# Copy the "input.txt" file on your UBUNTU home

#Now lets move to the Spark shell by specifying master and number of computational core to use as standalone mode (here 4 cores for example):
$ spark-shell --master "local[4]" 

Step-1: Load packages: Load required FPGrowth package and other dependent packages:  

scala>import org.apache.spark.mllib.fpm.FPGrowth
scala>import org.apache.spark.{SparkConf, SparkContext}

Step-2: Read the transactions: Lets read the transactions as RDDs on the created Spark Context (sc) [see Figure 6]:  

scala>val transactions = sc.textFile(source.txt).map(_.split(" ")).cache()
Step-3: Check the number of transactions
Scala>println(s"Number of transactions: ${transactions.count()}")

Step-4: Create an FPGrowth model: Create the model by specifying minimum support threshold, and number of partitions:

scala>val model = new FPGrowth().setMinSupport(0.2).setNumPartitions(2).run(transactions)

Step-5: Check the number of frequent patterns (itemsets)
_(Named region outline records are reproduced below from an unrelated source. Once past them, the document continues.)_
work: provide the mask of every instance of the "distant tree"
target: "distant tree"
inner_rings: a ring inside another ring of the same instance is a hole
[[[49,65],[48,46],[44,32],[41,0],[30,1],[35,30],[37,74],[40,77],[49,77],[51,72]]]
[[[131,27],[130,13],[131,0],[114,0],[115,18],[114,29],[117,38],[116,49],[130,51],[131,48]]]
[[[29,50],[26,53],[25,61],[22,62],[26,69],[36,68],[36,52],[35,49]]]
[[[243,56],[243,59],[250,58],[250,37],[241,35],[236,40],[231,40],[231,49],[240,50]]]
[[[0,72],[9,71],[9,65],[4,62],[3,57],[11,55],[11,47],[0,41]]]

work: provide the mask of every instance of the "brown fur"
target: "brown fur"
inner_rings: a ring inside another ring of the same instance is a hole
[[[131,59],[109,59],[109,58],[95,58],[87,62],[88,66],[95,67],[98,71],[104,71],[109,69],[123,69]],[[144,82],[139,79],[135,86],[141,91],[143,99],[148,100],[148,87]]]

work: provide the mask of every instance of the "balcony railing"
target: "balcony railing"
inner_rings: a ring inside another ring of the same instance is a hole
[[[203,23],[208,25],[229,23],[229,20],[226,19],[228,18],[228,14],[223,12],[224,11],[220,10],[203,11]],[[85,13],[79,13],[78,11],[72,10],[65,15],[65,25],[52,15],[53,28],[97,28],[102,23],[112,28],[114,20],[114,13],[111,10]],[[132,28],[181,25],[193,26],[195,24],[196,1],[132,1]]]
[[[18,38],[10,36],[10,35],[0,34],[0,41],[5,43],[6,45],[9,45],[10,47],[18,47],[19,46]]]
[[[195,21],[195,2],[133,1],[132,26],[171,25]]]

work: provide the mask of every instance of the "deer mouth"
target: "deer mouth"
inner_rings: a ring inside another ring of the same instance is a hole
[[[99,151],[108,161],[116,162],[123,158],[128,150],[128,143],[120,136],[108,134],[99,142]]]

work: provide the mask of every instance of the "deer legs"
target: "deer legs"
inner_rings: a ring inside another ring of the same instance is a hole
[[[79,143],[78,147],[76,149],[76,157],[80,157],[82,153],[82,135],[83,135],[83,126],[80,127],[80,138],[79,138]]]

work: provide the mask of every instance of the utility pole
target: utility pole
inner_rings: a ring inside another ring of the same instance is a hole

scala>println(s"Number of frequent itemsets: ${model.freqItemsets.count()}")

Step-6: Print patterns and support: Print the frequent pattern and their corresponding support/frequency counts (see Figure 10). Spark job will be running on local host (refer Figure 11).

scala>model.freqItemsets.collect().foreach { itemset => println(itemset.items.mkString("[", ",", "]") + ", " + itemset.freq)}

# You will see the output on the terminal as indicated in figure 10.